The year was 2017. I was fresh off reading almost a hundred books in the previous year and raring to go again. My to-read lists on Goodreads and in notebooks and excel spreadsheets were overflowing with entries, most of them likely to be enjoyable. I was taking pride in being called "well-read" by peers, and just about beginning to feel the same way about myself. But I wasn't happy.
In hindsight, it's easy to say I made a change in my life because I wasn't happy, but the truth is I never know if I'm happy or not on a given day. I just am. But I remember clear as day that on a particular day in 2017, I got rid of every single list I had. They were deleted, cast aside, and banished to oblivion.

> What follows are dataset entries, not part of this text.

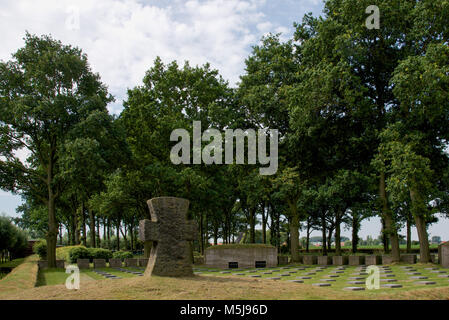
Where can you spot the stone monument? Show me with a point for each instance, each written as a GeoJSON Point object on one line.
{"type": "Point", "coordinates": [169, 230]}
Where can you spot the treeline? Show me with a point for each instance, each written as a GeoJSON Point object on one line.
{"type": "Point", "coordinates": [362, 117]}
{"type": "Point", "coordinates": [13, 241]}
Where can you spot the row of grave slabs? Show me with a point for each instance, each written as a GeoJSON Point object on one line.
{"type": "Point", "coordinates": [117, 273]}
{"type": "Point", "coordinates": [342, 277]}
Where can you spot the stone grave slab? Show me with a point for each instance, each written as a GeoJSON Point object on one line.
{"type": "Point", "coordinates": [169, 230]}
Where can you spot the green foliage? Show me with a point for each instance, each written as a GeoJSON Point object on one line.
{"type": "Point", "coordinates": [78, 252]}
{"type": "Point", "coordinates": [240, 246]}
{"type": "Point", "coordinates": [100, 253]}
{"type": "Point", "coordinates": [40, 248]}
{"type": "Point", "coordinates": [122, 255]}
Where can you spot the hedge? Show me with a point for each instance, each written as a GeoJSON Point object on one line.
{"type": "Point", "coordinates": [122, 255]}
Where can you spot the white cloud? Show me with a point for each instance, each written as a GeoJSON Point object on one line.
{"type": "Point", "coordinates": [123, 37]}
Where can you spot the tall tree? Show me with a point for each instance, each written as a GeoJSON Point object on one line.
{"type": "Point", "coordinates": [46, 91]}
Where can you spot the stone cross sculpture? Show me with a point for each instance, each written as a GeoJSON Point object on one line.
{"type": "Point", "coordinates": [169, 230]}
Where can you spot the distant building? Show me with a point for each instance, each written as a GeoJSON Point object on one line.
{"type": "Point", "coordinates": [436, 239]}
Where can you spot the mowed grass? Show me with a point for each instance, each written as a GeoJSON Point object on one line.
{"type": "Point", "coordinates": [12, 264]}
{"type": "Point", "coordinates": [21, 277]}
{"type": "Point", "coordinates": [211, 284]}
{"type": "Point", "coordinates": [340, 281]}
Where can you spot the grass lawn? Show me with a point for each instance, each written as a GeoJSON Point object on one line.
{"type": "Point", "coordinates": [12, 264]}
{"type": "Point", "coordinates": [211, 284]}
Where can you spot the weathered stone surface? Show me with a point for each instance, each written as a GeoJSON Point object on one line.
{"type": "Point", "coordinates": [387, 259]}
{"type": "Point", "coordinates": [60, 264]}
{"type": "Point", "coordinates": [142, 262]}
{"type": "Point", "coordinates": [409, 258]}
{"type": "Point", "coordinates": [82, 263]}
{"type": "Point", "coordinates": [433, 258]}
{"type": "Point", "coordinates": [426, 283]}
{"type": "Point", "coordinates": [169, 230]}
{"type": "Point", "coordinates": [99, 263]}
{"type": "Point", "coordinates": [354, 288]}
{"type": "Point", "coordinates": [339, 260]}
{"type": "Point", "coordinates": [392, 285]}
{"type": "Point", "coordinates": [356, 260]}
{"type": "Point", "coordinates": [324, 260]}
{"type": "Point", "coordinates": [244, 257]}
{"type": "Point", "coordinates": [443, 254]}
{"type": "Point", "coordinates": [130, 262]}
{"type": "Point", "coordinates": [310, 260]}
{"type": "Point", "coordinates": [115, 263]}
{"type": "Point", "coordinates": [373, 260]}
{"type": "Point", "coordinates": [282, 260]}
{"type": "Point", "coordinates": [197, 260]}
{"type": "Point", "coordinates": [321, 284]}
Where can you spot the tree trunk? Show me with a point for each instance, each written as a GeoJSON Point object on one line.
{"type": "Point", "coordinates": [91, 227]}
{"type": "Point", "coordinates": [147, 249]}
{"type": "Point", "coordinates": [252, 225]}
{"type": "Point", "coordinates": [417, 205]}
{"type": "Point", "coordinates": [83, 216]}
{"type": "Point", "coordinates": [264, 224]}
{"type": "Point", "coordinates": [201, 234]}
{"type": "Point", "coordinates": [338, 234]}
{"type": "Point", "coordinates": [355, 233]}
{"type": "Point", "coordinates": [329, 239]}
{"type": "Point", "coordinates": [409, 235]}
{"type": "Point", "coordinates": [294, 230]}
{"type": "Point", "coordinates": [323, 229]}
{"type": "Point", "coordinates": [52, 233]}
{"type": "Point", "coordinates": [308, 235]}
{"type": "Point", "coordinates": [98, 233]}
{"type": "Point", "coordinates": [390, 225]}
{"type": "Point", "coordinates": [118, 235]}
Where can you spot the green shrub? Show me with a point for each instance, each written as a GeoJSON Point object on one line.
{"type": "Point", "coordinates": [99, 253]}
{"type": "Point", "coordinates": [122, 255]}
{"type": "Point", "coordinates": [40, 248]}
{"type": "Point", "coordinates": [79, 252]}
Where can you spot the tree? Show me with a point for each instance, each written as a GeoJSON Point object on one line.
{"type": "Point", "coordinates": [46, 91]}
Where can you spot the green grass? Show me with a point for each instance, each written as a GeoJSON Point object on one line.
{"type": "Point", "coordinates": [12, 264]}
{"type": "Point", "coordinates": [241, 245]}
{"type": "Point", "coordinates": [342, 281]}
{"type": "Point", "coordinates": [21, 277]}
{"type": "Point", "coordinates": [52, 276]}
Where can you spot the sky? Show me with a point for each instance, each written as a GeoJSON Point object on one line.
{"type": "Point", "coordinates": [123, 37]}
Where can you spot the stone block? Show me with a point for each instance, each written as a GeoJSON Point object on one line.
{"type": "Point", "coordinates": [373, 260]}
{"type": "Point", "coordinates": [324, 260]}
{"type": "Point", "coordinates": [142, 262]}
{"type": "Point", "coordinates": [115, 263]}
{"type": "Point", "coordinates": [309, 260]}
{"type": "Point", "coordinates": [130, 262]}
{"type": "Point", "coordinates": [99, 263]}
{"type": "Point", "coordinates": [83, 263]}
{"type": "Point", "coordinates": [340, 260]}
{"type": "Point", "coordinates": [356, 260]}
{"type": "Point", "coordinates": [387, 259]}
{"type": "Point", "coordinates": [409, 258]}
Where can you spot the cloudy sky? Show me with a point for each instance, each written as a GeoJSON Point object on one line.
{"type": "Point", "coordinates": [123, 37]}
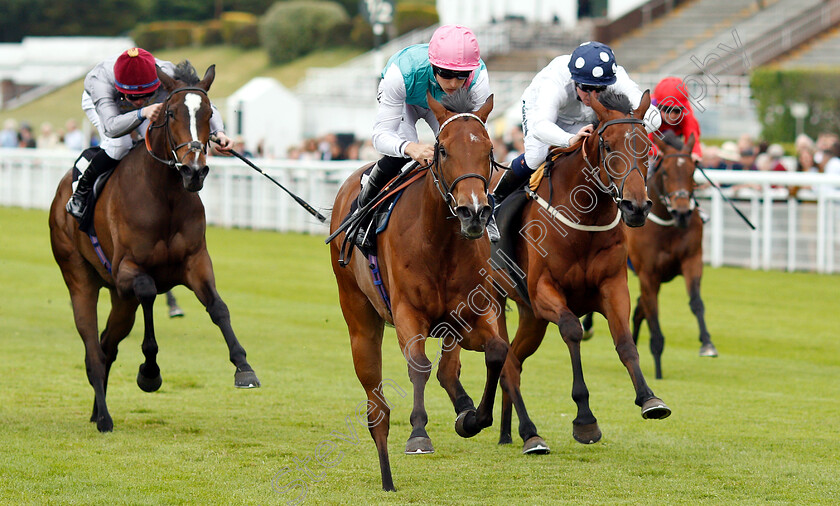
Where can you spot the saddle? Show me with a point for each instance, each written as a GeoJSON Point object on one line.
{"type": "Point", "coordinates": [86, 224]}
{"type": "Point", "coordinates": [361, 229]}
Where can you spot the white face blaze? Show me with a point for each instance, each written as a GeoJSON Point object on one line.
{"type": "Point", "coordinates": [193, 103]}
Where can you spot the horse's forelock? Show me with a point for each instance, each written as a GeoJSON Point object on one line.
{"type": "Point", "coordinates": [186, 73]}
{"type": "Point", "coordinates": [460, 101]}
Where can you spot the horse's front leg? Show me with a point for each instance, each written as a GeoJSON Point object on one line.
{"type": "Point", "coordinates": [200, 279]}
{"type": "Point", "coordinates": [130, 279]}
{"type": "Point", "coordinates": [484, 338]}
{"type": "Point", "coordinates": [692, 271]}
{"type": "Point", "coordinates": [649, 302]}
{"type": "Point", "coordinates": [551, 305]}
{"type": "Point", "coordinates": [615, 301]}
{"type": "Point", "coordinates": [529, 336]}
{"type": "Point", "coordinates": [412, 329]}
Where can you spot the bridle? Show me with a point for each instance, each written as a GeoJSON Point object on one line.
{"type": "Point", "coordinates": [193, 146]}
{"type": "Point", "coordinates": [604, 151]}
{"type": "Point", "coordinates": [664, 197]}
{"type": "Point", "coordinates": [445, 188]}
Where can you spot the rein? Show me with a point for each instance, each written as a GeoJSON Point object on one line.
{"type": "Point", "coordinates": [194, 146]}
{"type": "Point", "coordinates": [440, 181]}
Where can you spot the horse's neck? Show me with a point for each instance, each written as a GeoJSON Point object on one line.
{"type": "Point", "coordinates": [571, 175]}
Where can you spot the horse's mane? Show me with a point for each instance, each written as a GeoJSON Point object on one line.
{"type": "Point", "coordinates": [186, 73]}
{"type": "Point", "coordinates": [460, 101]}
{"type": "Point", "coordinates": [615, 101]}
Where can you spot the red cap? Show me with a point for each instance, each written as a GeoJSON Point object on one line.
{"type": "Point", "coordinates": [135, 72]}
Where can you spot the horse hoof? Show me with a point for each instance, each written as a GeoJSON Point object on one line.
{"type": "Point", "coordinates": [655, 409]}
{"type": "Point", "coordinates": [535, 446]}
{"type": "Point", "coordinates": [105, 424]}
{"type": "Point", "coordinates": [419, 446]}
{"type": "Point", "coordinates": [147, 384]}
{"type": "Point", "coordinates": [708, 350]}
{"type": "Point", "coordinates": [246, 379]}
{"type": "Point", "coordinates": [466, 424]}
{"type": "Point", "coordinates": [587, 434]}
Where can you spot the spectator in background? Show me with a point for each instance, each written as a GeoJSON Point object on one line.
{"type": "Point", "coordinates": [776, 152]}
{"type": "Point", "coordinates": [27, 138]}
{"type": "Point", "coordinates": [731, 156]}
{"type": "Point", "coordinates": [47, 139]}
{"type": "Point", "coordinates": [9, 137]}
{"type": "Point", "coordinates": [74, 139]}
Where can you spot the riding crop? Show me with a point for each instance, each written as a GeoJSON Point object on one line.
{"type": "Point", "coordinates": [299, 200]}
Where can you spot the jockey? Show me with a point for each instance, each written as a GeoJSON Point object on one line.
{"type": "Point", "coordinates": [120, 95]}
{"type": "Point", "coordinates": [556, 107]}
{"type": "Point", "coordinates": [450, 61]}
{"type": "Point", "coordinates": [671, 97]}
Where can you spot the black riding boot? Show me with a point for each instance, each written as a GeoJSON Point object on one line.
{"type": "Point", "coordinates": [385, 169]}
{"type": "Point", "coordinates": [100, 164]}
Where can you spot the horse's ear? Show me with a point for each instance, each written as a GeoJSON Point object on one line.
{"type": "Point", "coordinates": [644, 105]}
{"type": "Point", "coordinates": [205, 83]}
{"type": "Point", "coordinates": [167, 82]}
{"type": "Point", "coordinates": [689, 145]}
{"type": "Point", "coordinates": [439, 110]}
{"type": "Point", "coordinates": [485, 109]}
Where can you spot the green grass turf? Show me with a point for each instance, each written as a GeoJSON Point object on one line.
{"type": "Point", "coordinates": [760, 424]}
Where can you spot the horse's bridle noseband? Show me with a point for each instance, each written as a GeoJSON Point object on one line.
{"type": "Point", "coordinates": [440, 182]}
{"type": "Point", "coordinates": [193, 146]}
{"type": "Point", "coordinates": [611, 189]}
{"type": "Point", "coordinates": [664, 197]}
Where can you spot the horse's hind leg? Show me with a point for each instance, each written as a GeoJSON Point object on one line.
{"type": "Point", "coordinates": [120, 323]}
{"type": "Point", "coordinates": [692, 272]}
{"type": "Point", "coordinates": [148, 377]}
{"type": "Point", "coordinates": [366, 327]}
{"type": "Point", "coordinates": [200, 279]}
{"type": "Point", "coordinates": [528, 338]}
{"type": "Point", "coordinates": [615, 301]}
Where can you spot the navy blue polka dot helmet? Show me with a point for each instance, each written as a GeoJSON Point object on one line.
{"type": "Point", "coordinates": [593, 63]}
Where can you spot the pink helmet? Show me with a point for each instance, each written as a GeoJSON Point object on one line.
{"type": "Point", "coordinates": [454, 47]}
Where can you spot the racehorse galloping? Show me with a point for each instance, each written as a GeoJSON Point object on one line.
{"type": "Point", "coordinates": [671, 243]}
{"type": "Point", "coordinates": [575, 261]}
{"type": "Point", "coordinates": [150, 223]}
{"type": "Point", "coordinates": [432, 267]}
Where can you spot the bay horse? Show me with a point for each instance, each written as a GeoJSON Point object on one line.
{"type": "Point", "coordinates": [150, 223]}
{"type": "Point", "coordinates": [669, 244]}
{"type": "Point", "coordinates": [576, 261]}
{"type": "Point", "coordinates": [431, 265]}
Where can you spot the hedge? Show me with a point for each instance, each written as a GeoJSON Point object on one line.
{"type": "Point", "coordinates": [774, 90]}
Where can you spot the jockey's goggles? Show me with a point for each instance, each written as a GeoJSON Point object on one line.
{"type": "Point", "coordinates": [588, 88]}
{"type": "Point", "coordinates": [461, 75]}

If you asked me why that day, I'd probably say because I could.
Pudge, what you must understand about me is that I am a deeply unhappy person, says a John Green character in Looking for Alaska. I suppose the part of me left buried in his body of work, the part I shamelessly resuscitated while watching the series adaptation of Looking for Alaska for Hulu, would likely refer to himself in a similar fashion. In many ways, it was true and perhaps still is. I've enjoyed reading since I picked up the habit at 4 or 5 years old. I've read hundreds of books, carried stacks of books home from the school library that the librarian would challenge me I wouldn't finish by the due date (I always won), and relentlessly pursued books in every shape or form I could find. But on that day in 2017, I felt like I didn't enjoy reading. That I wasn't reading for reading's sake, for enjoyment, for fulfillment, or for entertainment. I felt like I was reading to put numbers on a list- to be able to brag to a Facebook group that I was admin of at the time that I'd actually outread several of them that year, that somehow my being this prolific made me smarter, superior, better than them. And I'd probably get away with saying that I gave up this pursuit out of the goodness of my heart, realizing the poor grasp of reality that I held on so dearly to. Alas, introspection is a boon that comes in trickles to men of moderate privilege like myself, and my boon felt it was enough to let me know that I was exhausted trying to live up to this perception of myself.
And so, it was done. I made a vow to myself that I would read only on my own terms, and that I'd follow a laissez-faire approach to any literary pursuits I follow and live a little vicariously, without the pressures that structures might impose. How do I feel about it 3 years later? There is some wistfulness about the whole "so many books in the world, so little time" shtick- certainly I've read fewer and fewer books year-on-year. Of course, surrounding conditions haven't necessarily enabled literary voracity, but that's alright because I had no targets, no expectations. Just a world of literature waiting for me to reach out. I don't think of myself as well-read anymore, but I've made peace with it. I enjoyed most of what I've read and am finding my way back to establishing a healthy reading habit.
Probably couldn't have asked for more.